Why are some attributes left inline even with alignment turned on?
Tags with a single attribute are left inline because wrapping a one-prop component on three lines hurts readability. The threshold is two or more attributes. If you always want one-per-line — including for single-attribute tags — Prettier with --jsx-bracket-same-line=false enforces that project-wide.
Does it preserve comments and JSX expression containers?
Yes. // line comments, /* block */, JSDoc /** */, and JSX comments {/* ... */} are kept in their original position. Expression containers — {props.title}, {items.map(i => …)} — are tokenised first so their internal braces never trip up the brace-depth counter.
Is my JSX uploaded to your servers?
No. Formatting runs entirely in JavaScript inside your browser. Components containing API keys, proprietary algorithms, or unreleased features never leave the device. You can verify this in DevTools → Network — no requests are made when you click Format.
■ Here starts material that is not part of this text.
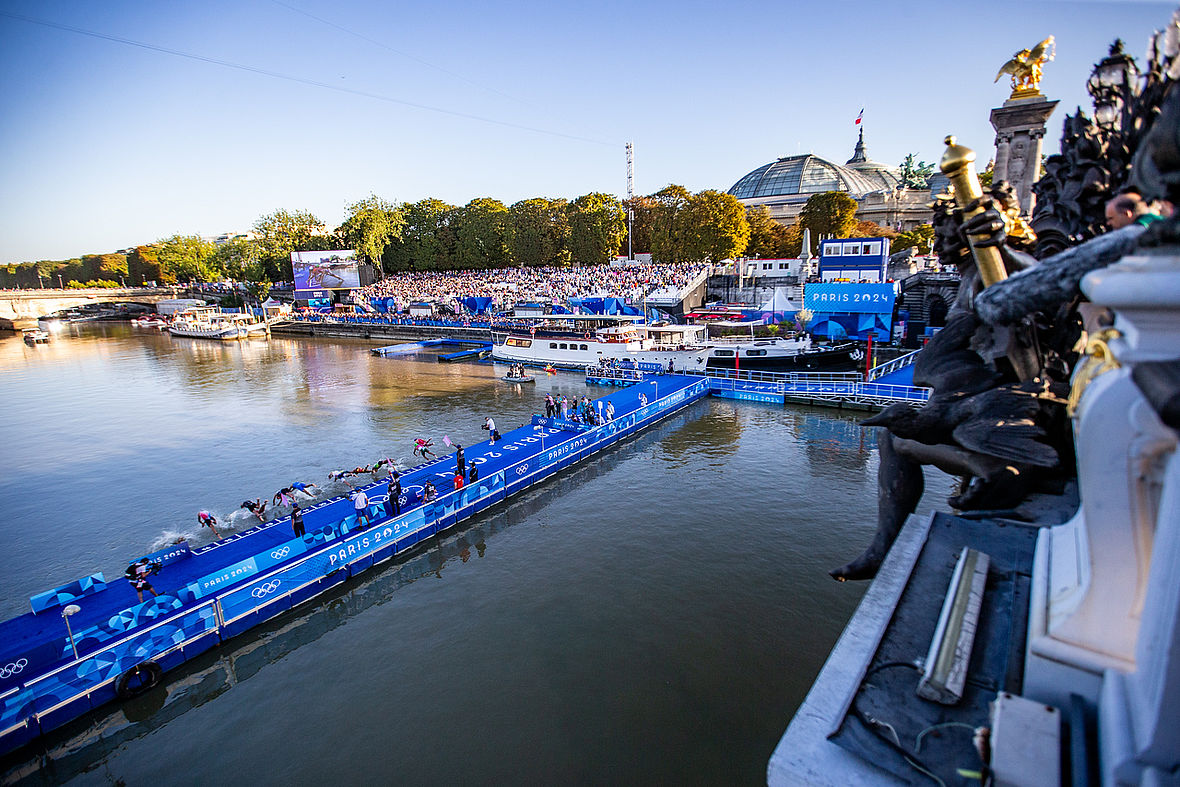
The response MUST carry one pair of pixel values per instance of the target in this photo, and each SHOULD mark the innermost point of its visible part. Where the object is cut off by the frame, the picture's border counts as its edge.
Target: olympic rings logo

How is this different from Prettier?
Prettier is a full AST-based printer with hundreds of options and dozens of edge-case fixes. This formatter is a lightweight tag-aware indenter — it rewrites whitespace and brace placement without touching token order. For a one-off readability pass on a snippet, this is faster. For project-wide enforcement, install Prettier and add a pre-commit hook so every file is normalised before it lands.